Q: What were the results of the Phase I/IIa trial?
A: Fifteen patients were implanted with the CPCB-RPE1 during outpatient surgery. Preliminary results of the first four patients to receive the implant were reported in 20181 and detailed methods of the surgery were described in a subsequent paper in 2020.2
These studies demonstrated a few important points. First, it was feasible to do the surgery with commercially available surgical instrumentation. Second, the success of the surgical procedure in targeting the area of GA was very high. Third, the implant appeared to retain viable RPE throughout the post-implantation period without clinical evidence of immune rejection.
Most importantly our recent results demonstrated that the implant and surgery are safe and well tolerated out to one year.3 We also observed that more eyes that received the implant gained vision while more non-implanted contralateral eyes tended to lose vision. This potential efficacy is promising but only preliminary and has to be verified in a subsequent clinical trial.
Q: Can you briefly describe the surgery itself?
A: The surgery is an outpatient procedure performed using commercially available vitrectomy equipment, including core vitrectomy, peripheral vitreous shaving and raising of a subretinal bleb in the peri-GA region.2 The delivery device is inserted through pars plana vitrectomy incisions and the implant is injected into the subretinal space through a retinotomy that’s about 1 mm wide.
After the implant is delivered into the subretinal space, the retina is flattened with perflurocarbon, air-fluid exchange and intraocular tamponade (silicone oil or gas).2 We used silicone oil for this pilot study because we were worried the implant may migrate, but that wasn’t a problem at all. We’re planning on using air or gas tamponade in our next trial which will also shorten the duration of surgery even more.

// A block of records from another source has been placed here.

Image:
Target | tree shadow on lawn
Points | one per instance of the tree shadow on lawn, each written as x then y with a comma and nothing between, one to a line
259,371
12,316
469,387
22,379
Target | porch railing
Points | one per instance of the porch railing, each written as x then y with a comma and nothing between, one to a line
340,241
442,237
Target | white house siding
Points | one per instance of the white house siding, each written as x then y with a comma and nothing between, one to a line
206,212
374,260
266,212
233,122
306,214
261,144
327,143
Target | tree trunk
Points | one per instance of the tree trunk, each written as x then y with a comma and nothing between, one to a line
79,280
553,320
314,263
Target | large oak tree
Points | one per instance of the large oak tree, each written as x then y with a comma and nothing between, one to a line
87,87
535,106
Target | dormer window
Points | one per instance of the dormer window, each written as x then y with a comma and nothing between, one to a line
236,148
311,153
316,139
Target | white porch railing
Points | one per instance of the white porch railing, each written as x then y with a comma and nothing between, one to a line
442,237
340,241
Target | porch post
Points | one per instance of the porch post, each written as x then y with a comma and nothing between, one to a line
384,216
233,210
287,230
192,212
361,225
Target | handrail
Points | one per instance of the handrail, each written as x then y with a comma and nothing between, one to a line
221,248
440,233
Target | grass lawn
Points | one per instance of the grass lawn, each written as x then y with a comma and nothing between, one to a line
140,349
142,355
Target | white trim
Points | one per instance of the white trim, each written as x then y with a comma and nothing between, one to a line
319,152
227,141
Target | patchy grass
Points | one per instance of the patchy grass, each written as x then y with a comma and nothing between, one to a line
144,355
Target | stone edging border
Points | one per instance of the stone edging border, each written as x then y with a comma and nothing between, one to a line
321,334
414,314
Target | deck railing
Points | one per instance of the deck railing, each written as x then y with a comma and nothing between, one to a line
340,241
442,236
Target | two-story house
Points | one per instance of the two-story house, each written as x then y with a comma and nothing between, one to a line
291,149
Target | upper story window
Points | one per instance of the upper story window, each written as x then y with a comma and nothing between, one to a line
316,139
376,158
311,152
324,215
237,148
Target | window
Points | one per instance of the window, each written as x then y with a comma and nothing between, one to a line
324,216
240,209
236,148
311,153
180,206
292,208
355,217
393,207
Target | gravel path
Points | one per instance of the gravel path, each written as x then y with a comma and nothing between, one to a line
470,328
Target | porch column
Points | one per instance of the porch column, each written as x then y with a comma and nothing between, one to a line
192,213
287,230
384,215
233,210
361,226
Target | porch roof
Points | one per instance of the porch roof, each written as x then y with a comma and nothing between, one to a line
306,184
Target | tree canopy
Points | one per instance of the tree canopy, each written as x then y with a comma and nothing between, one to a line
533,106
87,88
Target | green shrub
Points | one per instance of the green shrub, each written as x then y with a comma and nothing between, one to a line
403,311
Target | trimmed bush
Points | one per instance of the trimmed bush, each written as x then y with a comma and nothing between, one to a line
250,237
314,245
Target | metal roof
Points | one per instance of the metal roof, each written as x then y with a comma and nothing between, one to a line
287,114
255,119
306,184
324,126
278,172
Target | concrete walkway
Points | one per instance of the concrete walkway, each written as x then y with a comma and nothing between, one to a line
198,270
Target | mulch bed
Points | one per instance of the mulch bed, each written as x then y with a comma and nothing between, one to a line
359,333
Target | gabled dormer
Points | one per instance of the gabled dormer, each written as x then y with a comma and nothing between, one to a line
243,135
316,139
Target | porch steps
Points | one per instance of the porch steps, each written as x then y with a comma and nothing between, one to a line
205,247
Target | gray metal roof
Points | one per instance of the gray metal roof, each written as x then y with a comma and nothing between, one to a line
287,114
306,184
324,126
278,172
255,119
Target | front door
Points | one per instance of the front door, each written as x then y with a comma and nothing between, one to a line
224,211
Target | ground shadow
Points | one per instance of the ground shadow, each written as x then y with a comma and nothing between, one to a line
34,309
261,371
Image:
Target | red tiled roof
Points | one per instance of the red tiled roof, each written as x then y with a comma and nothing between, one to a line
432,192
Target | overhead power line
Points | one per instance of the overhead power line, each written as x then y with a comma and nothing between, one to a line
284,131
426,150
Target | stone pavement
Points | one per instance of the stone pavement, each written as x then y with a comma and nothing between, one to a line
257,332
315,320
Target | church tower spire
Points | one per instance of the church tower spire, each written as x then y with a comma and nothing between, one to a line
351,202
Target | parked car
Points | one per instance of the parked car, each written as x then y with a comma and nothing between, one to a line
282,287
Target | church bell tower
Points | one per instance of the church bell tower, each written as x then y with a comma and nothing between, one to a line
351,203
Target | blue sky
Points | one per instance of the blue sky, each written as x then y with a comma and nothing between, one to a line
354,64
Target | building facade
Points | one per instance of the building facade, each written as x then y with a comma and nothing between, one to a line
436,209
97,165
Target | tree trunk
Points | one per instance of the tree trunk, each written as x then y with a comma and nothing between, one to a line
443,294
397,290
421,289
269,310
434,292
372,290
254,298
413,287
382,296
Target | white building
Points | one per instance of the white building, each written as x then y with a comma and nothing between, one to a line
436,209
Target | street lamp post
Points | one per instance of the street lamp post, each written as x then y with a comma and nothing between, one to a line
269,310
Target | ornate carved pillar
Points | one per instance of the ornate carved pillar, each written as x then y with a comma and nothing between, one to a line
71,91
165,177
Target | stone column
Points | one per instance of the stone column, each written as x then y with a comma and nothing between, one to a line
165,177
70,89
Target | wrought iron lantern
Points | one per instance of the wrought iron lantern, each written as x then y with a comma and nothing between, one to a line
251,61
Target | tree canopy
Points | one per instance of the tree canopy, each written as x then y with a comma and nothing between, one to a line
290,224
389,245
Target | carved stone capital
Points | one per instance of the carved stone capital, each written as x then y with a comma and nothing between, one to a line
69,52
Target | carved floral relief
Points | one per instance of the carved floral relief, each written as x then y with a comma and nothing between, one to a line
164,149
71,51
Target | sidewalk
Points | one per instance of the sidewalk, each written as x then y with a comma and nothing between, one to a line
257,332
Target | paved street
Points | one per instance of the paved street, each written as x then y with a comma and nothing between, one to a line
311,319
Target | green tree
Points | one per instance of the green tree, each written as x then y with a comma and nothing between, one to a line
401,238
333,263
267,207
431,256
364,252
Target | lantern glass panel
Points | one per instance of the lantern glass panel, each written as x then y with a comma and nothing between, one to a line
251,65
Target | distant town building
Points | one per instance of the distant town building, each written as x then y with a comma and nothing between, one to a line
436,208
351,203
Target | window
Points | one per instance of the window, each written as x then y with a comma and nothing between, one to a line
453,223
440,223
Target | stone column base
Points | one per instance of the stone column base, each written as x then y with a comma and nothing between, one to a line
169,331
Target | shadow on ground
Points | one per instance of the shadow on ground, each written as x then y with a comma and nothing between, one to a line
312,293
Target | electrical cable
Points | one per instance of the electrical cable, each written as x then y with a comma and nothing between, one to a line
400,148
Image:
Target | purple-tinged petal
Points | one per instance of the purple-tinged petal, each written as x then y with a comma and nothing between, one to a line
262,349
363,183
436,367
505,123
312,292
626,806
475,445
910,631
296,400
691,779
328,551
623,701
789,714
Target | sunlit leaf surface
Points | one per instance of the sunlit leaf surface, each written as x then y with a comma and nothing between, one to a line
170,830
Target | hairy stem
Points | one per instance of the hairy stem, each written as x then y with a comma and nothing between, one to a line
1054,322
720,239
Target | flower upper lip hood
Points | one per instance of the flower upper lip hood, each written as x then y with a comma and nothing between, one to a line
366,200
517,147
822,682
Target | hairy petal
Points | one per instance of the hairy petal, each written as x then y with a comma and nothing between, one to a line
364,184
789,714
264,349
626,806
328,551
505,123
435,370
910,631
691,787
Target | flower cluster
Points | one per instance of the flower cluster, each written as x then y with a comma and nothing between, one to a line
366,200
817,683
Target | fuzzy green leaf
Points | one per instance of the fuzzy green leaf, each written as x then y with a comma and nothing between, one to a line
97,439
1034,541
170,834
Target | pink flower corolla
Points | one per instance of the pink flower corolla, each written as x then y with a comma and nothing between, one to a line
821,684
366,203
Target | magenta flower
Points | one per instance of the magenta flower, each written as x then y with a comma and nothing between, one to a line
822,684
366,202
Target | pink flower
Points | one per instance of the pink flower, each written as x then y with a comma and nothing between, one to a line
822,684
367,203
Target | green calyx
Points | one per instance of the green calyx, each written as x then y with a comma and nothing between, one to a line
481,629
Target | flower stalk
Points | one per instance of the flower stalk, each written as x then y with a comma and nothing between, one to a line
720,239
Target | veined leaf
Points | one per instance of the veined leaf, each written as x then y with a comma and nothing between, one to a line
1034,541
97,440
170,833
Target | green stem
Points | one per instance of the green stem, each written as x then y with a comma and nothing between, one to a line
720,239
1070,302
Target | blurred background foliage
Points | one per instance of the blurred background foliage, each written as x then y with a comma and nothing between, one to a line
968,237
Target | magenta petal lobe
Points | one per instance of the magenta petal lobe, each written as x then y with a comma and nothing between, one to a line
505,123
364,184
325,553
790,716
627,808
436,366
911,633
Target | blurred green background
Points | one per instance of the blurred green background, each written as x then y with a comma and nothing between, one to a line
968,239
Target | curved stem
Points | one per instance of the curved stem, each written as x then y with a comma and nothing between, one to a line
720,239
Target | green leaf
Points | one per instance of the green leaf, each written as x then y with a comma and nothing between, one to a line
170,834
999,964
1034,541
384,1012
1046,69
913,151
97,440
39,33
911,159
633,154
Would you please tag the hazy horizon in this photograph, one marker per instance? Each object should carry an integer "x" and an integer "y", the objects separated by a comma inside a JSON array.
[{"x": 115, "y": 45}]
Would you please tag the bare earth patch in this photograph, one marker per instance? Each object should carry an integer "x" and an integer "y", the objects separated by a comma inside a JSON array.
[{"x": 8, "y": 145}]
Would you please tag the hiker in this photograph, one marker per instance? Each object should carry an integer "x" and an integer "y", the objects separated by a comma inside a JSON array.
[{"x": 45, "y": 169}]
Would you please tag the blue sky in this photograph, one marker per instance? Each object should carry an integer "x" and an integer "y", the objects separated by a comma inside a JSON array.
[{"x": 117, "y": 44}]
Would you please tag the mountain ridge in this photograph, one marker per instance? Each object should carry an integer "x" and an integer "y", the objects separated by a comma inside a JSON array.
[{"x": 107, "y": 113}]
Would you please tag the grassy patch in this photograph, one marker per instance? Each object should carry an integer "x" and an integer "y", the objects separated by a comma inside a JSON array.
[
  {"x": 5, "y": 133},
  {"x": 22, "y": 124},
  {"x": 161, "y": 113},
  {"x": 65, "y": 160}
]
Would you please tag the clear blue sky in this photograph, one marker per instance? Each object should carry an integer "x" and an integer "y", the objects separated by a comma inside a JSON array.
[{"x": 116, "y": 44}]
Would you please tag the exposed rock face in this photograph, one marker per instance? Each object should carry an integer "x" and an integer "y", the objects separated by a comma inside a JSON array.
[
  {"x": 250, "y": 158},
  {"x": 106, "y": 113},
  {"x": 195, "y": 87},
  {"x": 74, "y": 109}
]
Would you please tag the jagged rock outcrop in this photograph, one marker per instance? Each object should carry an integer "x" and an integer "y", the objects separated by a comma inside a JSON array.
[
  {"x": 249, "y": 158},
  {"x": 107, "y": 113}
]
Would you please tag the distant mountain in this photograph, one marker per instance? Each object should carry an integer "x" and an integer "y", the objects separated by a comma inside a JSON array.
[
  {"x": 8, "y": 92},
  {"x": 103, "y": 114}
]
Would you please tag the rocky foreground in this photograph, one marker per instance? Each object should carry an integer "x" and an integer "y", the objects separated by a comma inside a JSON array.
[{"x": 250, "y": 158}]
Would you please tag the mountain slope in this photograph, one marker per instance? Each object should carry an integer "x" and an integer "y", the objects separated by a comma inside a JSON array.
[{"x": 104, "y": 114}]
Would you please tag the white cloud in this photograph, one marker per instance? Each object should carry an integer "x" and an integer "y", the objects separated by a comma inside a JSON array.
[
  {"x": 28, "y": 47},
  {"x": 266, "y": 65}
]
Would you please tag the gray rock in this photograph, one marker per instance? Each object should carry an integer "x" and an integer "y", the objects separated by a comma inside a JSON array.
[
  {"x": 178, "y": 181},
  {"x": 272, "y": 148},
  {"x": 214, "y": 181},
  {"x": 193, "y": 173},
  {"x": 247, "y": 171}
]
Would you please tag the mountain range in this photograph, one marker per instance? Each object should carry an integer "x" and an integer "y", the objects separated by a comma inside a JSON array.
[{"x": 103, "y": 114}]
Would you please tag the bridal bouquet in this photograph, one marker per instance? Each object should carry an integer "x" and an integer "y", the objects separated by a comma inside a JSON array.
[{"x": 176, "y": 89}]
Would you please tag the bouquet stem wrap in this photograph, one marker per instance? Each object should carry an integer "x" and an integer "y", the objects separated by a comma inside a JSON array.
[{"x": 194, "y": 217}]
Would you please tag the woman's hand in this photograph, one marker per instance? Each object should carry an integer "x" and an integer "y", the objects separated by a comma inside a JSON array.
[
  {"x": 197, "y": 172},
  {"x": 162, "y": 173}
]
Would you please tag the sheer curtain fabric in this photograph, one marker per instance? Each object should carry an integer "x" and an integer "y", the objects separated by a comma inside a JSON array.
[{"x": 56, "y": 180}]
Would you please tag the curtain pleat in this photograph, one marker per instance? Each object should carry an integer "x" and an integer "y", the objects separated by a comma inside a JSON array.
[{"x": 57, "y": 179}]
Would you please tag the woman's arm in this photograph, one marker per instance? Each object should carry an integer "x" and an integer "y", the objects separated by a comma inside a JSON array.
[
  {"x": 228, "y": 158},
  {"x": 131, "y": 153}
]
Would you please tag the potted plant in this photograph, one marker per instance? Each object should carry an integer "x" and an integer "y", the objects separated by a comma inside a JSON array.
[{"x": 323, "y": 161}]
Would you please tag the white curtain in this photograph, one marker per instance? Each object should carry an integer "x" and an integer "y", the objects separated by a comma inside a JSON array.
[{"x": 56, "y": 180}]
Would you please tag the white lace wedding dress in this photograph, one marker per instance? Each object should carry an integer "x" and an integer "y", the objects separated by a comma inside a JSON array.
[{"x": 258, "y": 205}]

We used commercially available 23-gauge vitrectomy instrumentation for the entire procedure, except for the implant insertion which was done with the custom injector. RS
1. Kashani AH, Lebkowski JS, Rahhal FM, et al. A bioengineered retinal pigment epithelial monolayer for advanced, dry age-related macular degeneration. Sci Transl Med. 2018;10:eaao4097.
2. Kashani AH, Uang J, Mert M, et al. Surgical method for implantation of a biosynthetic retinal pigment epithelium monolayer for geographic atrophy: Experience from a Phase I/IIa study. Ophthalmol Retina. 2020;4:264-273.
3. Kashani AH, Lebkowski JS, Rahhal FM, et al. One year follow-up in a Phase 1/2a clinical trial of an allogeneic RPE cell bioengineered implant for advanced dry age-related macular degeneration. Trans Vis Sci Tech. (In press).